Oct 14, 2020 • 11 min read

Running Jupyter with Docker

Learn how to easily package up your Jupyter project environments with Docker. The goal of this article is to share some tips on what I’ve learned after sifting through the Jupyter Docker Stacks docs in order to come up with a nifty Docker solution to fit my needs.

In this article we will cover:

the basics of Jupyter - what is it, why is it useful 🚀
why use Docker with Jupyter - what is it, why is it useful 🐳
example - running a Jupyter container 💯
info on the official Jupyter images - good for customizing 📝
example - containerize a Jupyter project to share 🧩
example - Jupyter dev container to use anywhere, anytime 💻

Quick primer on Jupyter 🚀

(skip ahead if you’re familiar)

Jupyter Notebooks are a great resource to add to your dev toolkit. Notebooks are essentially applications you run on your web browser that allows you to write, edit, and execute code via a cool UI.

Think of it as an isolated coding sandbox, with the added perks of displaying visualizations, LaTeX equations, text, Markdown, images, running bash commands, and more. Notebook files have an .ipynb extension, and its contents are stored as JSON. They can be exported to different file formats like PDF, HTML, LaTeX which makes it easy to share your code with others.

In addition to notebooks, JupyterLab is a full blown web-based ecosystem to manage your notebooks and data. You can interact with your file system or open terminals and code consoles.

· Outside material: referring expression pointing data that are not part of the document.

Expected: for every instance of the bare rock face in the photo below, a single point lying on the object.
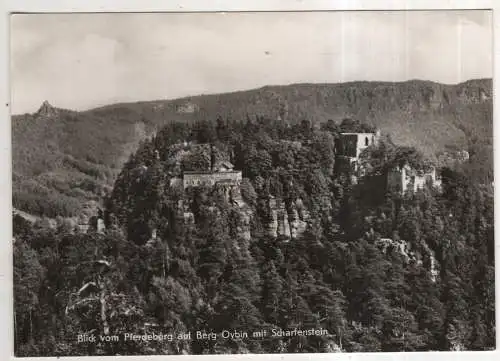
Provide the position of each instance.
(46, 110)
(288, 221)
(283, 223)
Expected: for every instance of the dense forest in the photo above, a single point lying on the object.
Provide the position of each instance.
(379, 270)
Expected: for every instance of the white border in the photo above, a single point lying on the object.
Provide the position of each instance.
(8, 6)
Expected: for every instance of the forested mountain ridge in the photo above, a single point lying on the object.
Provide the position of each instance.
(176, 259)
(62, 158)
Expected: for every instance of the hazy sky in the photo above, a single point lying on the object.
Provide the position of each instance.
(80, 61)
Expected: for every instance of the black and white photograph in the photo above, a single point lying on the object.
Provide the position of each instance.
(287, 182)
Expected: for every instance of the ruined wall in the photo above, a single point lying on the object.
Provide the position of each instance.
(209, 179)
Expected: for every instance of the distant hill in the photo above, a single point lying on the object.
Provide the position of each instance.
(62, 158)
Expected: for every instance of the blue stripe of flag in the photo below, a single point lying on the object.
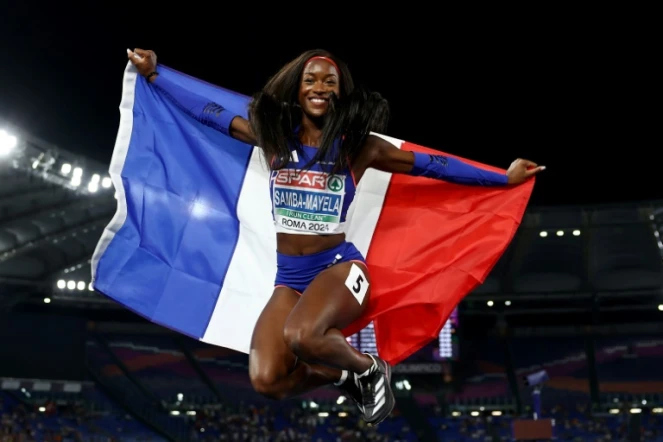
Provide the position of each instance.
(182, 182)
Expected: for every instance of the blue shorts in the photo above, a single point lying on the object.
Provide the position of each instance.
(297, 272)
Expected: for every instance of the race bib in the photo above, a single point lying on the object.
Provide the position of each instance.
(308, 201)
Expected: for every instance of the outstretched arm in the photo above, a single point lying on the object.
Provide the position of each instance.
(381, 155)
(201, 109)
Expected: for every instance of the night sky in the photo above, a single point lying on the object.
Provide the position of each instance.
(569, 94)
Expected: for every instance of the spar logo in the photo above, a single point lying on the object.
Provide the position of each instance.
(309, 180)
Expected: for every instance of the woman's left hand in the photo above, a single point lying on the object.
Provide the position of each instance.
(522, 170)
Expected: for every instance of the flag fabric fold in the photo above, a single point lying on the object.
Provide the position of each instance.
(192, 245)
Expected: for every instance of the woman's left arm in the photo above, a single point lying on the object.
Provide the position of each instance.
(382, 155)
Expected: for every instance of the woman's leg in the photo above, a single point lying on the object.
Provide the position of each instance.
(274, 370)
(335, 299)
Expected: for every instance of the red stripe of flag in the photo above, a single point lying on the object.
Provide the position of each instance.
(433, 244)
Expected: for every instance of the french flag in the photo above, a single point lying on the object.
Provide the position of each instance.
(192, 245)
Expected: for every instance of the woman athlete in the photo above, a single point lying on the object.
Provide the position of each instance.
(314, 128)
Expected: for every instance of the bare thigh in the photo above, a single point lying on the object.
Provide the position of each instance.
(334, 300)
(270, 358)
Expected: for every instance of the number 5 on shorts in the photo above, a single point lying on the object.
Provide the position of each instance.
(357, 283)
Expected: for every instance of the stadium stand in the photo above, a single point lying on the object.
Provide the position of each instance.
(578, 294)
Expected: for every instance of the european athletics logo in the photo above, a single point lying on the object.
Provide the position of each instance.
(308, 196)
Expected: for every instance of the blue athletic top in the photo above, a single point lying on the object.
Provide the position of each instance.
(311, 201)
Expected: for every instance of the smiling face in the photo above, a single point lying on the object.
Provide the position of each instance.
(320, 79)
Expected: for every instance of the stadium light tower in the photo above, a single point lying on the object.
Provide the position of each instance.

Both the Jupyter Notebook and JupyterLab are maintained by Project Jupyter. You might’ve seen Jupyter notebooks frequently used amongst the data science community, but its ease of use and flexibility can benefit everyone.

Docker in the mix 🐳

Installing the Jupyter Notebook server is as easy as a pip install or nothing at all if you’re using the conda Python distribution. But what if you didn’t want to install something on your host machine?

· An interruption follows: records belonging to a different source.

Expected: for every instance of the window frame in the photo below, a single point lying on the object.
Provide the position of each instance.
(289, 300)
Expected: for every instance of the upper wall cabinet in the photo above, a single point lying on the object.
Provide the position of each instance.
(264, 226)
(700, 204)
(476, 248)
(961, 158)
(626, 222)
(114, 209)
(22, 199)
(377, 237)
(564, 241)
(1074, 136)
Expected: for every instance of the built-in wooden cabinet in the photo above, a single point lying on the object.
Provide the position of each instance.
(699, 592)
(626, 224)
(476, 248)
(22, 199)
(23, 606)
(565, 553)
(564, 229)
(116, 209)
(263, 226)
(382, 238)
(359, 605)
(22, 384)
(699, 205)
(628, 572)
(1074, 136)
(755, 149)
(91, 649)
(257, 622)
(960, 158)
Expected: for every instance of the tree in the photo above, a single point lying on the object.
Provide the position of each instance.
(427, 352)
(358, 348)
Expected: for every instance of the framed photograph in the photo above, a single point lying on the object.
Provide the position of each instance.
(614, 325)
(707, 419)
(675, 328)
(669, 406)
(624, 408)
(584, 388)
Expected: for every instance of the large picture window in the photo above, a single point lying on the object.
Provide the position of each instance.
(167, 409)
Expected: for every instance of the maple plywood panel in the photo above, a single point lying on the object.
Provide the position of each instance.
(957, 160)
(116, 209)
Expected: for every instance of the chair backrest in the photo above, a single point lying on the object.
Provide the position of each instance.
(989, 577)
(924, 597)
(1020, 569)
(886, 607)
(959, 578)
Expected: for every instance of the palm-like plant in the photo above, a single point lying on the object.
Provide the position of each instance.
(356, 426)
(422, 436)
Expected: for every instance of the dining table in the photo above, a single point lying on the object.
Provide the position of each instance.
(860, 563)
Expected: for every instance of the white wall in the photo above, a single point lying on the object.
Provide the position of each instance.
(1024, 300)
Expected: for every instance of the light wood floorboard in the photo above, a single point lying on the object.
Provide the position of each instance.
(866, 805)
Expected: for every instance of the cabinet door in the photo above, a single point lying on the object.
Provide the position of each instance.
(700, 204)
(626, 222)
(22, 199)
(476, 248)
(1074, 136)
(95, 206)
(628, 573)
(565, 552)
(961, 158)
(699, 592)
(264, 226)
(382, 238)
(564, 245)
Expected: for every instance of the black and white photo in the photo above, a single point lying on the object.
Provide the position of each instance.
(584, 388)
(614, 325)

Sure, you can use virtual environment to do so. But virtual environments only isolate Python dependencies. A Docker container virtualizes an entire OS, acting more like a virtual machine in this case (not really, but for this example yes).

Think about this . . . Say you had to connect to a Postgres instance and wanted to run some analysis from that data in a Jupyter notebook.

Without Docker: You would need to install Postgres on your host machine, then install the Python dependencies (psycopg2, jupyter) in a virtual environment.
With Docker: Install Docker on your host machine. You can spin up containers from Docker’s offical Postgres and Jupyter images and connect them with docker-compose, all without installing any application dependencies.

Not to mention that spinning up containers makes the entire process very repeatable and portable, which is a good thing! 👍🏼

Let’s get started 💯

Make sure you have Docker installed on your system.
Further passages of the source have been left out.